Breavman learned to pat the noses of horses tethered beside the Chalet, how to offer them sugar cubes from a flat palm.
‘One day we’ll go riding.’
‘But you can hardly breathe.’
His father collapsed that evening over his map of flags on which he plotted the war, fumbling for the capsules to break and inhale.
Here is a movie filled with the bodies of his family.
His father aims the camera at his uncles, tall and serious, boutonnières in their dark lapels, who walk too close and enter into blurdom.
Their wives look formal and sad. His mother steps back, urging aunts to get into the picture. At the back of the screen her smile and shoulders go limp. She thinks she is out of focus.

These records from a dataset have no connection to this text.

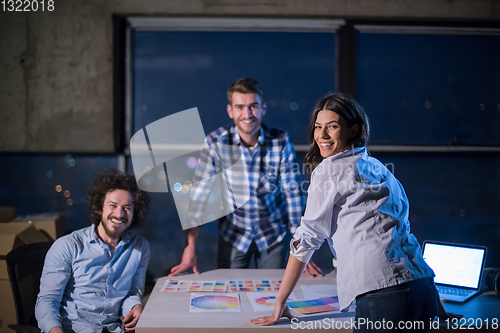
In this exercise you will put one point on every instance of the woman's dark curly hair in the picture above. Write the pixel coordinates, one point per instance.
(346, 107)
(110, 180)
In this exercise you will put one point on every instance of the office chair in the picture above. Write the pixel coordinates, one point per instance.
(24, 265)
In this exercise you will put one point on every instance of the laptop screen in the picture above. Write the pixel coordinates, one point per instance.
(457, 265)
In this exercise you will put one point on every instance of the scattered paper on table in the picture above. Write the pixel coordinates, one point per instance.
(194, 286)
(254, 285)
(316, 305)
(265, 300)
(215, 303)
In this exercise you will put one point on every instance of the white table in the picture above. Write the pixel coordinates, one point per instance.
(169, 311)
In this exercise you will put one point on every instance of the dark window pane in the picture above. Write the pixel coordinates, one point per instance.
(430, 89)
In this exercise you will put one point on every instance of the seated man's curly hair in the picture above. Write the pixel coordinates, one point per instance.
(110, 180)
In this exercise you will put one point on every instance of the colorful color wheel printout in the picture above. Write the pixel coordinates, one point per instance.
(207, 303)
(267, 300)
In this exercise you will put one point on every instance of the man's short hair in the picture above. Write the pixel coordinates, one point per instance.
(245, 85)
(110, 180)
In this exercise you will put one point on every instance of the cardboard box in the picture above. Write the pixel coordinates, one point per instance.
(51, 224)
(11, 237)
(7, 214)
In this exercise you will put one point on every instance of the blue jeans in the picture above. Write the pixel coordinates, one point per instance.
(408, 307)
(231, 257)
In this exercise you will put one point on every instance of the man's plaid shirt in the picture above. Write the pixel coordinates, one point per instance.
(274, 182)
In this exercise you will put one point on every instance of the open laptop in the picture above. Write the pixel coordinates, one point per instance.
(458, 268)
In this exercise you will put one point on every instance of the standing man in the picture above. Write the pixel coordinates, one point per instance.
(256, 230)
(94, 275)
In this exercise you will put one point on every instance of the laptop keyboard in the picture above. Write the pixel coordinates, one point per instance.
(454, 291)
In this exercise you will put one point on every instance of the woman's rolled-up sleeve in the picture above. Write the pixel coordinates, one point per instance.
(318, 223)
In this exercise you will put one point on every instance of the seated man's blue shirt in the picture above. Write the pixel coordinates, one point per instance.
(85, 287)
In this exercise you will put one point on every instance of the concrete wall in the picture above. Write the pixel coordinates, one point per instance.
(56, 67)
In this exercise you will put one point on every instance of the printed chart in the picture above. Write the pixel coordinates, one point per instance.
(254, 285)
(316, 305)
(265, 301)
(194, 286)
(214, 303)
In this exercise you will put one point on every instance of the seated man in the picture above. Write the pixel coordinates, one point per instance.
(94, 275)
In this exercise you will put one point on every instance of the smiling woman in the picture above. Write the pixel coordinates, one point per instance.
(357, 205)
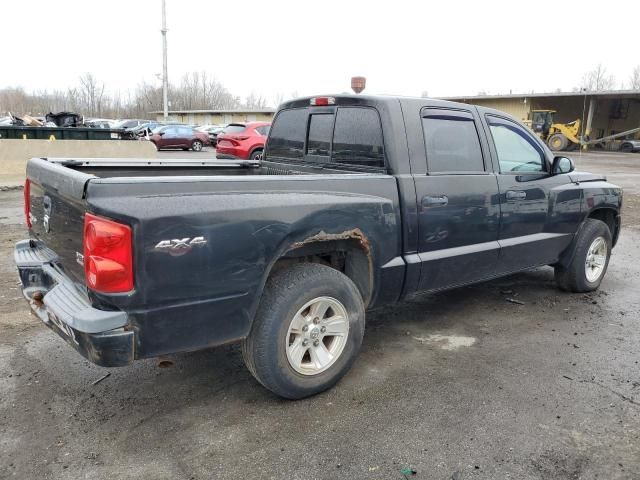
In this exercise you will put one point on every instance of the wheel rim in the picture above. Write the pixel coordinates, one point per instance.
(317, 335)
(596, 259)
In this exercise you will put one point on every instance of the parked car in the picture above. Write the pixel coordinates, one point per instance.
(358, 202)
(243, 140)
(630, 146)
(143, 130)
(179, 136)
(212, 131)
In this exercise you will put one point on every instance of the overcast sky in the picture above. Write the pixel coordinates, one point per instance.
(276, 47)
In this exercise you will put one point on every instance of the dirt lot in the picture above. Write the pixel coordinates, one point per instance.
(458, 385)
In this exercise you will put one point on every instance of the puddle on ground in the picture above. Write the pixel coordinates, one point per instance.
(447, 342)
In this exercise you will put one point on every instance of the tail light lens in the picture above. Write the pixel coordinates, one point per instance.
(108, 255)
(27, 202)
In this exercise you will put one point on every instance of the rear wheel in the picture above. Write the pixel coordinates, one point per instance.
(558, 142)
(307, 332)
(590, 259)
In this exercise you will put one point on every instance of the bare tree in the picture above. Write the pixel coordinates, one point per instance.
(634, 79)
(196, 90)
(598, 79)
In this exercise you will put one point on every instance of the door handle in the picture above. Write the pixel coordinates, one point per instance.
(515, 195)
(435, 201)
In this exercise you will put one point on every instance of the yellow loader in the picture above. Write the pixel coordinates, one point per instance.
(559, 136)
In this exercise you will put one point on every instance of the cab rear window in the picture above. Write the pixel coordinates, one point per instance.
(342, 136)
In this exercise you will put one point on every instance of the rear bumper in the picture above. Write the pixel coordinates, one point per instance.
(231, 152)
(100, 336)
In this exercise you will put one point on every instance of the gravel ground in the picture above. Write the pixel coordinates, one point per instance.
(458, 385)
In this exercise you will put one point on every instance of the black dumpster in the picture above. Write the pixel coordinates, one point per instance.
(60, 133)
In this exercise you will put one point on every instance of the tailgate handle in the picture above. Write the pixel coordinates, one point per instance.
(516, 195)
(435, 201)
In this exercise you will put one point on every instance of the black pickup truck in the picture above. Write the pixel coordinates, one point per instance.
(358, 202)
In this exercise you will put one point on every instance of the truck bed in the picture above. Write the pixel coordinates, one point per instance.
(110, 168)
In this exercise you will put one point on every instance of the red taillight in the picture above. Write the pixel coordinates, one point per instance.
(321, 101)
(27, 202)
(108, 255)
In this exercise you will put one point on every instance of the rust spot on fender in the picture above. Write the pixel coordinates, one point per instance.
(322, 236)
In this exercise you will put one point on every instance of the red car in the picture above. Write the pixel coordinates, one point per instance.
(243, 140)
(179, 136)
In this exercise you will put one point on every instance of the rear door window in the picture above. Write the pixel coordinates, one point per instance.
(517, 151)
(357, 138)
(452, 142)
(288, 134)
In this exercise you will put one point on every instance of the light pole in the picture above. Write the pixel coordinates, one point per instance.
(165, 79)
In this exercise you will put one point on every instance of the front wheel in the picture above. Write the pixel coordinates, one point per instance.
(307, 332)
(590, 259)
(626, 148)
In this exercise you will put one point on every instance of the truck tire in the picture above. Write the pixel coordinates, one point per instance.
(558, 142)
(590, 259)
(307, 331)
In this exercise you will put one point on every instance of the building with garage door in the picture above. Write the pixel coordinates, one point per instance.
(217, 117)
(601, 114)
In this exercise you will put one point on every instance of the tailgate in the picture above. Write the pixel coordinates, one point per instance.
(57, 207)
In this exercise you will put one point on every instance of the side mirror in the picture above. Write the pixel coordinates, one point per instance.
(562, 165)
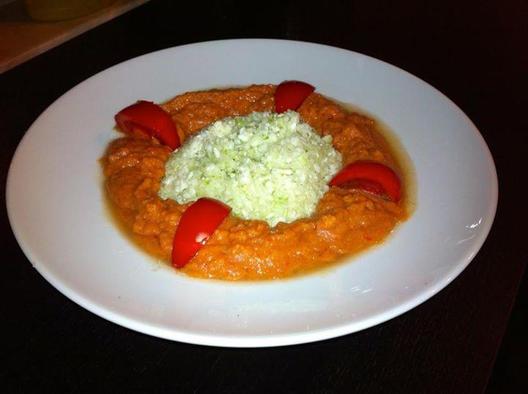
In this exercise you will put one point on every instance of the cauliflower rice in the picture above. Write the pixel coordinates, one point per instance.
(265, 166)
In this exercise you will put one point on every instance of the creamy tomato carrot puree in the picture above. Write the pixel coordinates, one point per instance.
(346, 221)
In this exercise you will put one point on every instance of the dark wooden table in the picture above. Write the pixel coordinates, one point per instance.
(475, 52)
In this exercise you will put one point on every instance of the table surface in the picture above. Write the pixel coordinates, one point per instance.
(473, 51)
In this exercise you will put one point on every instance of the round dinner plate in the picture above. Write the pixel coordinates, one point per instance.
(57, 209)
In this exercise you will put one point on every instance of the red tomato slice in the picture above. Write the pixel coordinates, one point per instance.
(152, 120)
(369, 176)
(197, 224)
(291, 94)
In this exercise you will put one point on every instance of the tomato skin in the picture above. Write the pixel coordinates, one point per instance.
(291, 94)
(151, 119)
(372, 177)
(197, 224)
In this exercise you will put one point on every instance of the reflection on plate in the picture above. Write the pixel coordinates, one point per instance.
(57, 209)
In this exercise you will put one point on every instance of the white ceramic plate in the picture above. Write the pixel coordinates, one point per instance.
(58, 214)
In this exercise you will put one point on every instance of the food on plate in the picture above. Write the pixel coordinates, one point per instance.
(265, 166)
(258, 182)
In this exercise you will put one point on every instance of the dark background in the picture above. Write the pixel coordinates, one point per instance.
(473, 51)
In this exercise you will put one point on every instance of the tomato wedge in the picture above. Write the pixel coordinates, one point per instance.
(291, 94)
(372, 177)
(152, 120)
(197, 224)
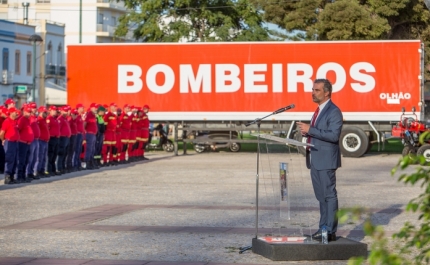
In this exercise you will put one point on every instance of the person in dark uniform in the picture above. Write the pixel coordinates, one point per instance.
(63, 141)
(43, 142)
(90, 124)
(54, 133)
(34, 146)
(9, 135)
(72, 144)
(26, 137)
(101, 128)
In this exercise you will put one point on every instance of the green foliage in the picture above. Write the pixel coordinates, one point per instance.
(192, 20)
(351, 19)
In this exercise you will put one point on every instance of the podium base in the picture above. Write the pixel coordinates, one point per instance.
(342, 249)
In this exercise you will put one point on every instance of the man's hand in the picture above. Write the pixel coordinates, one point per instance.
(303, 127)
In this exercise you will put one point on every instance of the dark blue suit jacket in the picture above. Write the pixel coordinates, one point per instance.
(325, 136)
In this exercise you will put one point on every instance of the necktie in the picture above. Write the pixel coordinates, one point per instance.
(314, 118)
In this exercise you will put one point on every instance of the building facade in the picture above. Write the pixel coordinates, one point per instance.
(96, 25)
(28, 67)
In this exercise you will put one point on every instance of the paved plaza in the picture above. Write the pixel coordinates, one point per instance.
(187, 209)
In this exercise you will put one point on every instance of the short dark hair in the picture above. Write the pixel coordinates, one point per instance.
(327, 85)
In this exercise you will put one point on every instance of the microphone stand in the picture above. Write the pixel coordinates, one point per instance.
(258, 122)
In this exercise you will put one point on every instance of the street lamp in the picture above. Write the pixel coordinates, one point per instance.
(34, 39)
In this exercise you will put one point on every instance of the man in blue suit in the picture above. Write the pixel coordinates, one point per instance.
(323, 158)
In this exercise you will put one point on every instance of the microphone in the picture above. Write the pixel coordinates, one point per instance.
(284, 109)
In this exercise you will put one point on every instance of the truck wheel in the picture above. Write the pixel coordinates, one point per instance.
(168, 146)
(199, 148)
(235, 147)
(353, 142)
(299, 138)
(425, 151)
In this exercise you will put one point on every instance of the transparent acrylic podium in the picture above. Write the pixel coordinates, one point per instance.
(284, 193)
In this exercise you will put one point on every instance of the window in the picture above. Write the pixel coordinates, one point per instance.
(101, 18)
(49, 49)
(5, 56)
(28, 63)
(17, 62)
(60, 55)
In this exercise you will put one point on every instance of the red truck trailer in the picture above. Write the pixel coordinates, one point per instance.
(225, 85)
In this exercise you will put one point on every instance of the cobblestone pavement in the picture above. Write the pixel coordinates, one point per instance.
(186, 209)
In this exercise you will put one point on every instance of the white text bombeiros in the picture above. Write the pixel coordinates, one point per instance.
(228, 78)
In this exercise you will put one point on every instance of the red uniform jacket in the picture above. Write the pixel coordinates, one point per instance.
(53, 126)
(111, 121)
(35, 126)
(25, 132)
(10, 127)
(44, 130)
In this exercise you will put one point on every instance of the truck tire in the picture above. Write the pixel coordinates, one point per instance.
(425, 151)
(234, 147)
(353, 142)
(299, 138)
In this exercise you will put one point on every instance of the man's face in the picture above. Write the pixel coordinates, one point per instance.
(318, 94)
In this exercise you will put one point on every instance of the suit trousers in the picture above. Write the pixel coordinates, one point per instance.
(324, 184)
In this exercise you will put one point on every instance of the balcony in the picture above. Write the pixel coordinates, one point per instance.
(54, 71)
(111, 5)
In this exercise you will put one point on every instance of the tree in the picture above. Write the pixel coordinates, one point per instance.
(192, 20)
(351, 19)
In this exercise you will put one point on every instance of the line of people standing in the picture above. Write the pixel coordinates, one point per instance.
(41, 142)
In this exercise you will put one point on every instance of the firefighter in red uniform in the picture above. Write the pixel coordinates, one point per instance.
(109, 144)
(80, 136)
(139, 141)
(9, 135)
(54, 133)
(3, 116)
(125, 125)
(133, 134)
(43, 142)
(145, 132)
(118, 136)
(26, 137)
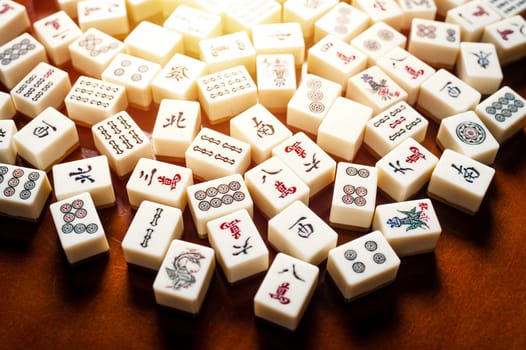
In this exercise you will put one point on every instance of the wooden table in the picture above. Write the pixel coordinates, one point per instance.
(471, 293)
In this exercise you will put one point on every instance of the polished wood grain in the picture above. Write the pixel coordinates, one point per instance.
(471, 293)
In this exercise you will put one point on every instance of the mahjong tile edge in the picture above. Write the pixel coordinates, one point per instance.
(470, 293)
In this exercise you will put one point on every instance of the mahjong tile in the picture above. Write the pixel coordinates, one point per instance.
(410, 227)
(136, 74)
(354, 196)
(460, 181)
(363, 265)
(342, 130)
(258, 127)
(311, 101)
(334, 59)
(44, 86)
(176, 125)
(406, 70)
(465, 133)
(150, 233)
(184, 276)
(443, 94)
(308, 160)
(274, 186)
(342, 21)
(85, 175)
(213, 154)
(240, 250)
(159, 182)
(79, 228)
(286, 291)
(389, 128)
(276, 80)
(374, 88)
(503, 113)
(18, 57)
(93, 51)
(405, 170)
(92, 100)
(436, 43)
(47, 139)
(226, 93)
(212, 199)
(122, 141)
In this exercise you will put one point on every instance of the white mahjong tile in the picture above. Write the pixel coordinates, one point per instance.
(136, 74)
(44, 86)
(85, 175)
(363, 265)
(212, 199)
(478, 65)
(178, 79)
(503, 113)
(213, 154)
(416, 9)
(8, 149)
(258, 127)
(311, 101)
(354, 196)
(150, 233)
(443, 94)
(472, 17)
(227, 51)
(153, 42)
(286, 291)
(159, 182)
(47, 139)
(276, 80)
(405, 169)
(509, 38)
(387, 11)
(374, 88)
(18, 57)
(342, 130)
(308, 160)
(244, 14)
(466, 133)
(436, 43)
(111, 17)
(274, 186)
(79, 228)
(389, 128)
(14, 20)
(377, 40)
(280, 38)
(226, 93)
(176, 125)
(92, 100)
(334, 59)
(122, 141)
(195, 25)
(23, 192)
(306, 13)
(342, 21)
(240, 250)
(56, 32)
(184, 276)
(460, 181)
(410, 227)
(406, 70)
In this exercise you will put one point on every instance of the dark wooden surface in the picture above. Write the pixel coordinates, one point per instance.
(471, 293)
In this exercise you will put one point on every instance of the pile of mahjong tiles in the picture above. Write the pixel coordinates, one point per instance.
(369, 74)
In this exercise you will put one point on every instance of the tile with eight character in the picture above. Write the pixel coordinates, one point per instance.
(240, 250)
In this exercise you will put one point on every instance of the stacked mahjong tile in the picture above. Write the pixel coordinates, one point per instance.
(258, 106)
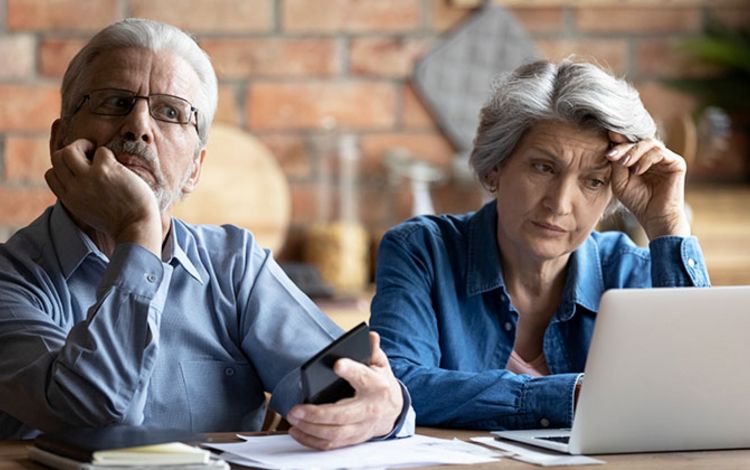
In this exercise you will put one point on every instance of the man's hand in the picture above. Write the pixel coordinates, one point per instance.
(372, 411)
(105, 195)
(649, 179)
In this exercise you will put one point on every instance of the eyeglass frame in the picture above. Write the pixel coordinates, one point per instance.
(134, 99)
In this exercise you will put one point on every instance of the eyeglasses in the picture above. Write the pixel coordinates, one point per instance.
(116, 102)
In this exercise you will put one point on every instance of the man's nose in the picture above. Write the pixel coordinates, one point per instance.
(137, 124)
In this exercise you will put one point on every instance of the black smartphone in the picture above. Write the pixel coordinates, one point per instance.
(320, 384)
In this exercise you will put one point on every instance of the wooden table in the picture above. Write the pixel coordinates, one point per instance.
(13, 456)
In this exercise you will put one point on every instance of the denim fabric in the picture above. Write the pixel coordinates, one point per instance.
(448, 325)
(190, 341)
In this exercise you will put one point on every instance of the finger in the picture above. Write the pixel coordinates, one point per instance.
(75, 155)
(54, 183)
(346, 411)
(617, 138)
(652, 157)
(357, 374)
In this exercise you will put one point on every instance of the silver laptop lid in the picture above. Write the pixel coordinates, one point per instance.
(667, 370)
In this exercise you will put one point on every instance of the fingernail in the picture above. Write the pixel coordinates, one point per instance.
(295, 415)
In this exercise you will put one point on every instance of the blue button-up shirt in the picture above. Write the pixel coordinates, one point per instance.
(190, 341)
(448, 324)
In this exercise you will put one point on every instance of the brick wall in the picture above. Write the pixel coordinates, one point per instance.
(284, 66)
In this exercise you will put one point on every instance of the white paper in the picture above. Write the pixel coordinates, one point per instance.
(536, 456)
(281, 451)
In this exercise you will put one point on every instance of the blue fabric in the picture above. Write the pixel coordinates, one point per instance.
(191, 341)
(448, 327)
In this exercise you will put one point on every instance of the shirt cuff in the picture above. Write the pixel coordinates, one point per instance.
(406, 421)
(549, 401)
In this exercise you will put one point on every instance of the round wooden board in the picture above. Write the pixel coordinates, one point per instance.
(242, 184)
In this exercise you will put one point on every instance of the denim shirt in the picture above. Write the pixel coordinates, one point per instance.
(448, 324)
(189, 341)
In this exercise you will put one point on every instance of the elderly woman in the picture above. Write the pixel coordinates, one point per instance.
(487, 317)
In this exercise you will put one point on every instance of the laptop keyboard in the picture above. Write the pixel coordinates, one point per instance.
(561, 439)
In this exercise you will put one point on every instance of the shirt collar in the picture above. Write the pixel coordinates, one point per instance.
(484, 271)
(174, 251)
(585, 282)
(71, 244)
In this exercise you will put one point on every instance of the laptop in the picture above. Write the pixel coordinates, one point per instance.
(668, 369)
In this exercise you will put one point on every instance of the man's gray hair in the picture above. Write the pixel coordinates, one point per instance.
(577, 93)
(154, 36)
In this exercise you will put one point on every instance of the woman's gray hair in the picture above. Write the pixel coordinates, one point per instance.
(154, 36)
(577, 93)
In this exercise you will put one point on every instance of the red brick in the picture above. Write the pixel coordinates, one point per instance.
(540, 19)
(350, 15)
(208, 15)
(609, 53)
(735, 17)
(69, 15)
(664, 103)
(414, 114)
(271, 57)
(56, 53)
(19, 206)
(26, 159)
(17, 52)
(292, 152)
(353, 105)
(431, 147)
(635, 19)
(28, 107)
(445, 15)
(228, 110)
(385, 57)
(663, 58)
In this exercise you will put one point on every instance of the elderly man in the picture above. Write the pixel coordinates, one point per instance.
(113, 312)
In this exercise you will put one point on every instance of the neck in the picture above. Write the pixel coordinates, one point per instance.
(105, 242)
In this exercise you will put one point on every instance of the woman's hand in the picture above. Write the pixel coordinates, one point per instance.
(649, 179)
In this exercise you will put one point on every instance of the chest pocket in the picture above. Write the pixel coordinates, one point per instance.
(222, 396)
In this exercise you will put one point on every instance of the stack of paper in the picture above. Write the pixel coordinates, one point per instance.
(281, 451)
(171, 453)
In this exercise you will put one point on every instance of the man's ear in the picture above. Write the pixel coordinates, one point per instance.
(57, 136)
(195, 175)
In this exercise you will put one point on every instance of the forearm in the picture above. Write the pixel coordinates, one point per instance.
(492, 399)
(678, 262)
(97, 373)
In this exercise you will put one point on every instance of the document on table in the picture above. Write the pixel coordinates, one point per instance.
(281, 451)
(535, 455)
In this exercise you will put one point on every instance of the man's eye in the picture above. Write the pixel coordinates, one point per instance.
(168, 112)
(115, 102)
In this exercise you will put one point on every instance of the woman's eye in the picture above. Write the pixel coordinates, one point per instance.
(542, 167)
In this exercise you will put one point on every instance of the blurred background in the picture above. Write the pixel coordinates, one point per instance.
(337, 110)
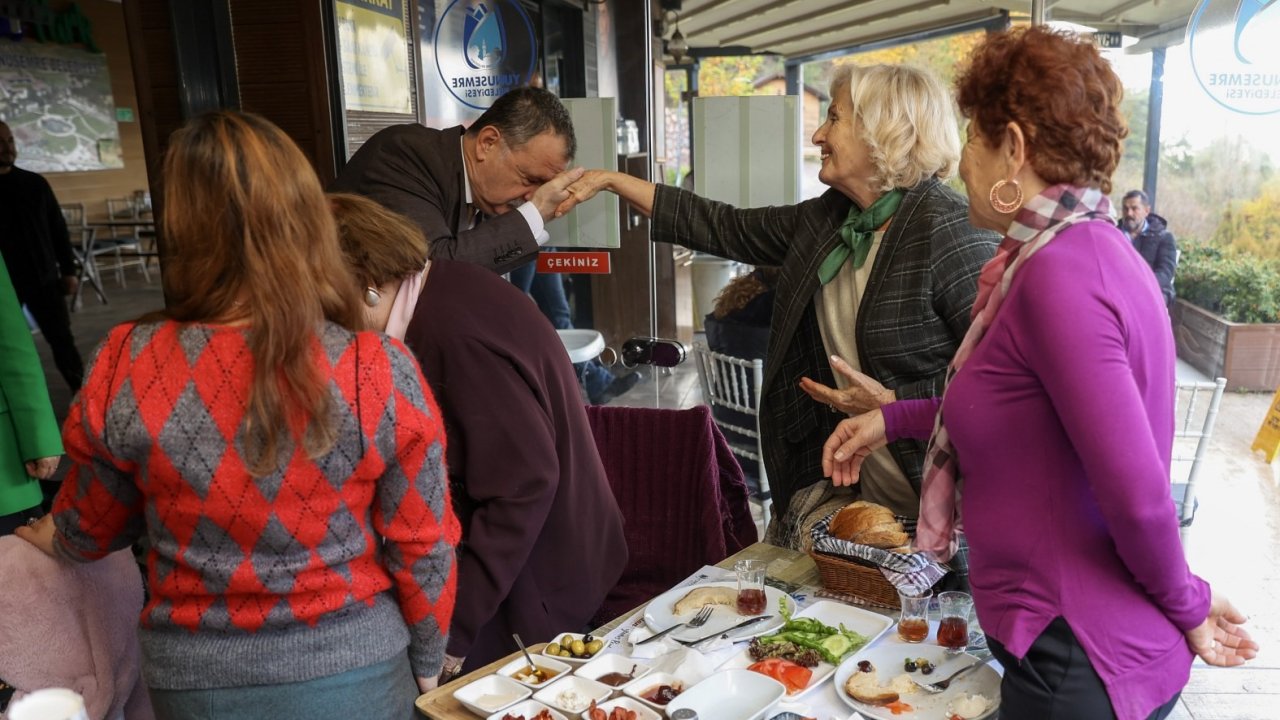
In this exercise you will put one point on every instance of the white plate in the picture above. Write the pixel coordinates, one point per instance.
(659, 614)
(730, 695)
(865, 623)
(528, 710)
(887, 659)
(490, 695)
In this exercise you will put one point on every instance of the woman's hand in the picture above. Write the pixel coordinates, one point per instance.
(584, 188)
(853, 441)
(42, 468)
(40, 534)
(1220, 639)
(862, 395)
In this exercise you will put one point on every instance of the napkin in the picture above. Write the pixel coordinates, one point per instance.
(653, 650)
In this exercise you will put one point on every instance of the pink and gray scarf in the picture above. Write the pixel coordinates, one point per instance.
(1036, 226)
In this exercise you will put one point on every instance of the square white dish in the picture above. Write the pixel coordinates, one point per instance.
(586, 689)
(865, 623)
(638, 687)
(561, 669)
(490, 695)
(615, 662)
(641, 710)
(731, 695)
(528, 710)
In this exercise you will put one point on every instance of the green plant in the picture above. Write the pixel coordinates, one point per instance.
(1239, 286)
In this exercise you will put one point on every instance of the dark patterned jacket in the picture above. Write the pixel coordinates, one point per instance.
(910, 320)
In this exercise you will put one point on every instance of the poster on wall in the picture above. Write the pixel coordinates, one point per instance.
(58, 103)
(374, 55)
(474, 51)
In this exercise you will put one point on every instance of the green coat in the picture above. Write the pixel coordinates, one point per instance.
(28, 428)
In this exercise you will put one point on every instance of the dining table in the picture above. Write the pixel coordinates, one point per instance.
(791, 570)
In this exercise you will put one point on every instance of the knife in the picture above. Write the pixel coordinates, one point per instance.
(726, 630)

Breavman stops the film to study her and her face is eaten by a spreading orange-rimmed stain as the film melts.
His grandmother sits in the shadows of the stone balcony and aunts present her with babies. A silver tea-set glows richly in early Technicolor.
His grandfather reviews a line of children but is stopped in the midst of an approving nod and ravaged by a technical orange flame.
Breavman is mutilating the film in his efforts at history.